To put it differently: Why should the State Government be left scot free if it is culpable of blatantly violating the fundamental right of the applicant of speedy trial? Why we see police so blatantly violating the fundamental rights of even senior Army officers as we saw in case of Lt Col Prasad Shrikanth Purohit who was also a decorated officer who got Army Chief Commendation Card also for his fight against insurgency in J&K while he was posted there and still in his case charge sheet was not filed for more than 9 years after his illegal arrest in the most questionable manner which was questioned even by former Army Chief Gen (retd) Shankar Roy Chowdhury and he got bail after more than 9 years in jail when eminent and senior lawyer and former Solicitor General Harish Salve brilliantly argued his case in the Apex Court in 2017 and if this can happen so with such a senior Army Officer what must the police be doing in case of an ordinary citizen? Such police officers and also the State Government must be held accountable and in this case we see how the State Government has been held fully accountable in this particular case!

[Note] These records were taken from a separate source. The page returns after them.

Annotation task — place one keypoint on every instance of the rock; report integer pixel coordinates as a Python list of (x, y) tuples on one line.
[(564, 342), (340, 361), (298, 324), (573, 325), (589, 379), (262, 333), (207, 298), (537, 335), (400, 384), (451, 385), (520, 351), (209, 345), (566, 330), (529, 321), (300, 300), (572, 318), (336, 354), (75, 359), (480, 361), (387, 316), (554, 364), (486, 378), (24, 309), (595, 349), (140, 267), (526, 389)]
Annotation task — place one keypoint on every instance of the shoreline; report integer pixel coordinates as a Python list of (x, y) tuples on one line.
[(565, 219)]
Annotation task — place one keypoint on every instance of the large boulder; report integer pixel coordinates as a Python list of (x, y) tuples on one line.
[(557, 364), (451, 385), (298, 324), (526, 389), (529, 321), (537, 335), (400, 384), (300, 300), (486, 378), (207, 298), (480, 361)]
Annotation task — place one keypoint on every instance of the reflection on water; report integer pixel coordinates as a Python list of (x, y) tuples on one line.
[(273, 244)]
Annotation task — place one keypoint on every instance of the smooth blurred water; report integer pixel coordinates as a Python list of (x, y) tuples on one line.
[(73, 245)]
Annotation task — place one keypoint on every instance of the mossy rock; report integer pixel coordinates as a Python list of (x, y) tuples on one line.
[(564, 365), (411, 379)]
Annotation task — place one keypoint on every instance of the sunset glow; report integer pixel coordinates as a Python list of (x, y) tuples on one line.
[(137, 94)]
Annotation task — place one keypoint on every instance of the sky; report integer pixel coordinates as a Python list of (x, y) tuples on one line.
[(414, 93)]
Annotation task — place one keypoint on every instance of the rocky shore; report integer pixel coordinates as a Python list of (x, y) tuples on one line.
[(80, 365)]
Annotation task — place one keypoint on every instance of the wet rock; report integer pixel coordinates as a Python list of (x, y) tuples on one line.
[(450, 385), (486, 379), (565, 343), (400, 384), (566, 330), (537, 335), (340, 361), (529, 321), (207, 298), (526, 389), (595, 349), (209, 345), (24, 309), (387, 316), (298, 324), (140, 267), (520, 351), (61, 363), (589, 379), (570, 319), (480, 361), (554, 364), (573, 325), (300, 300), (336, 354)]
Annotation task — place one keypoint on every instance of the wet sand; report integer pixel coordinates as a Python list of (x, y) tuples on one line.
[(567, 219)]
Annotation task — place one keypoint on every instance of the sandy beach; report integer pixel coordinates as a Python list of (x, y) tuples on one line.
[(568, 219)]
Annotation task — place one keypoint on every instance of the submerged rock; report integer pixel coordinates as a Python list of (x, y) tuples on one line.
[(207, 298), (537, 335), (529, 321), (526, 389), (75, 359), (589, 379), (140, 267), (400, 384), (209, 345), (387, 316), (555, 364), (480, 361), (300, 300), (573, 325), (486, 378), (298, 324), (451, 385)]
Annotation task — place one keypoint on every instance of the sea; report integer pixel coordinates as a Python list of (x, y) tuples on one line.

To start with, the ball is set rolling in this judgment authored by a single Judge Bench of Justice GS Ahluwalia of the Gwalior Bench of Madhya Pradesh High Court by putting forth first and foremost that:
Case Diary is available. This tenth application under Section 439 of CrPC has been filed for grant of bail. Ninth bail application of the applicant was dismissed as withdrawn by order dated 07.06.2021 passed in M.Cr.C. No.23482/2021. The applicant has been arrested on 05.01.2018 in connection with Crime No.7/2018 registered at Police Station Ron District Bhind for the offence under Section 8/20 of NDPS Act. This repeat application has been filed for grant of bail on the ground of delay along with the complete order-sheets of the Trial Court. This repeat application has been filed for grant of bail on the ground of delay along with the complete order-sheets of the Trial Court.

To be sure, the Bench then discloses in the next para that:
It is submitted by the counsel for the applicant that this Court by order dated 25.06.2020 passed in M.Cr.C. No.10547/2020 had awarded the compensation to the applicant on account of nonappearance of the prosecution witnesses, but the situation has not improved and still the prosecution witnesses are not appearing.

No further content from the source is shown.